$|X_k| \leq Y \in L^1,$ if $X_k \Rightarrow X$ then $E[X_k|\mathcal{F}] \Rightarrow E[X|\mathcal{F}]$

Question

Consider on a probability space $(\Omega,\mathcal{W},P),$ a sequence $(X_k)_k$ of random variable such that $|X_k| \leq Y \in L^1,$ consider a sub $\sigma$-algebra $\mathcal{F}.$

• If $X_k$ converges a.s to $X$ then $E[X_k|\mathcal{F}]$ converges a.s to $E[X|\mathcal{F}]$
• If $X_k$ converges in probability to $X$ then $E[X_k|\mathcal{F}]$ converges in probability to $E[X|\mathcal{F}].$

Does this hold for weak convergence? In other word, is it true that if $X_k$ converges in distribution to $X$ then $E[X_k|\mathcal{F}]$ converges in distribution to $E[X|\mathcal{F}]$?

Answer 1

No.
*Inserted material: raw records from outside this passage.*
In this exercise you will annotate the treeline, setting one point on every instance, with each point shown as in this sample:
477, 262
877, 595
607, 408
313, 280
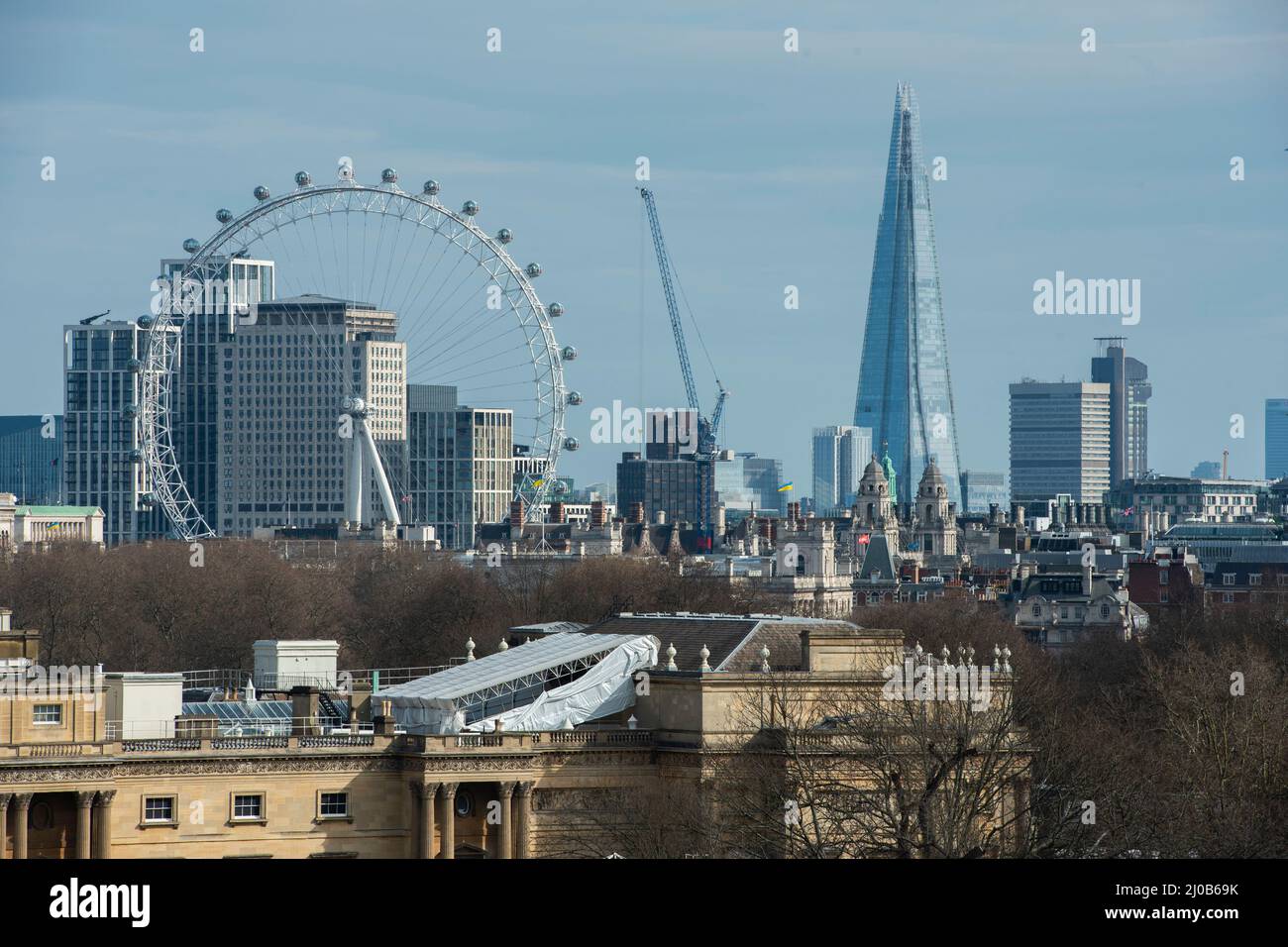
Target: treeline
1171, 746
Let $X, X_k$ be independent non-constant random variables drawn from the same distribution and let $\mathcal{F} = \sigma (X)$. Then $X_k$ converge in distribution to $X$; also, $E[X | \sigma (X)] = X$, but, by independence, $E[X_k | \sigma (X)] = E[X_k]$, which is a constant.